Juanjo y Vidalina: «mientras dure esto, no nos pagues nada»

Esta semana la madre de Juanjo, Vidalina, le llamó. Había estado hablando con Isabel, que les tiene alquilado el bar desde Navidad y que «estaba, la pobre, fastidiada, por el tema del dinero», y le dijo: «No te preocupes, mientras esté cerrado, no te voy a cobrar». Desde el salón de casa, donde sus hijos pequeños corretean y le reclaman constantemente, Juanjo habla orgulloso de su madre, ya jubilada. Para él, dice, «es un ejemplo». «Entiendo que pueda haber gente que a lo mejor dependa de cobrar ese dinero para vivir, pero mis padres están jubilados, pueden permitírselo», relata Juanjo, que habla con cierta emoción de ese bar del barrio de la Calzada, en Gijón, antes regentado por sus padres, donde se crió.

Santi: «tengo una suerte impresionante»

Tras tomarse unas pequeñas vacaciones en Hervás (Cáceres), Santi estaba haciendo gestiones para abrir la terraza de su bar «de barrio», en plena Ronda de Segovia de Madrid, cuando le pilló el cierre obligado: «Al final ni abrí. Una putada». Pero el giro de guión vino el martes, cuando miró su móvil: «Me levanté el otro día y (mi casera) me había enviado un wasap. Que no me preocupara, que estaba exento de pagar el alquiler el mes de abril». «Tengo una suerte impresionante», cuenta. Un gesto que, admite, no le sorprendió demasiado porque su casera es «la bomba», y que le viene como agua de mayo porque, aunque reconoce, según cuenta Efe, que su situación no es tan mala porque no tiene empleados, «los de la hostelería vamos a ser de los más damnificados».

Félix: «ojalá cunda el ejemplo entre los que podamos permitírnoslo»

Con el dinero que gana por alquilar su piso en Zaragoza, Félix paga la residencia de su madre, de 94 años. Pero, cuando empezaron las restricciones, no dudó en marcar el número de su inquilina: «Le dije: estos dos meses, no me los pagues». «Es algo que me salió, no me arrepiento. Si yo puedo, ¿por qué no lo voy a hacer?», explica restando importancia a esa actuación que a buen seguro quitará muchos quebraderos de cabeza a su inquilina, una cocinera separada y con tres hijos.

Félix es consciente de que hay muchos que no se pueden permitir perdonar el alquiler porque su economía depende de esos ingresos, pero pide que «cunda el ejemplo» entre quienes sí puedan hacer ese esfuerzo: «Todos tenemos una incertidumbre total, ¿qué vamos a hacer? Pues ayudarnos unos a otros».

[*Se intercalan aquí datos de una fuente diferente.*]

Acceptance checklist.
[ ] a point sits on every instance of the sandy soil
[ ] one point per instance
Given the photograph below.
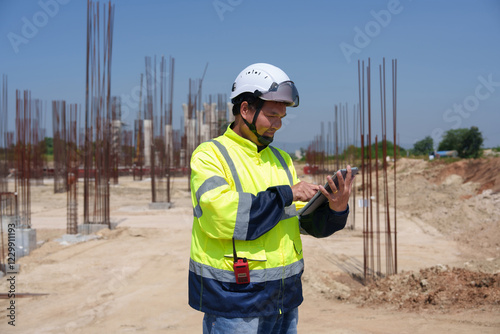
(134, 278)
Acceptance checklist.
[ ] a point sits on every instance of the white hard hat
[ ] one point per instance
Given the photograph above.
(267, 82)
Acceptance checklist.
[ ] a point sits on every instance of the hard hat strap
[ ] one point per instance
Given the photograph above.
(263, 140)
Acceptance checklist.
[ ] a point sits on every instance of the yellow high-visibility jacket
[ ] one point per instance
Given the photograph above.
(242, 194)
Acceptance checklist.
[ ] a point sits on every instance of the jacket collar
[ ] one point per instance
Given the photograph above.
(244, 143)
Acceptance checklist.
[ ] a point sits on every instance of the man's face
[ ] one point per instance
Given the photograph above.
(270, 118)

Ana: «me dijo que tenía una casa libre, que no lo dudara»

El de Ana es un caso distinto, pero también muestra que hay personas que intentan hacer un poco menos duro el encierro del otro. A ella, que sufre de claustrofobia, nunca le había entrado el «yuyu» del agobio porque no solía coincidir mucho tiempo en casa con su pareja y su niña de dos años. Sin embargo, comenzó a sentir «angustia» poco antes del estado de alarma que obligó al confinamiento, cuando ya se empezaba a extender ese «quédate en casa», un lema que Greta, su hija, como la mayoría de niños, ni entiende ni quiere entender. «Solo veo paredes», llegó a decirle a un compañero de trabajo y amigo.

Jorge, así se llama su amigo, no dudó: «Me llamó dos o tres veces. Que no nos lo pensásemos, que le habían anulado todas las reservas de marzo y abril en la casa que alquila en Teo (A Coruña), a escasos kilómetros de la nuestra, y que nos trasladásemos allí». «Estoy agradecidísima», confiesa Ana, aunque con cierto apuro, consciente de que su historia es menos grave que la de muchos otros.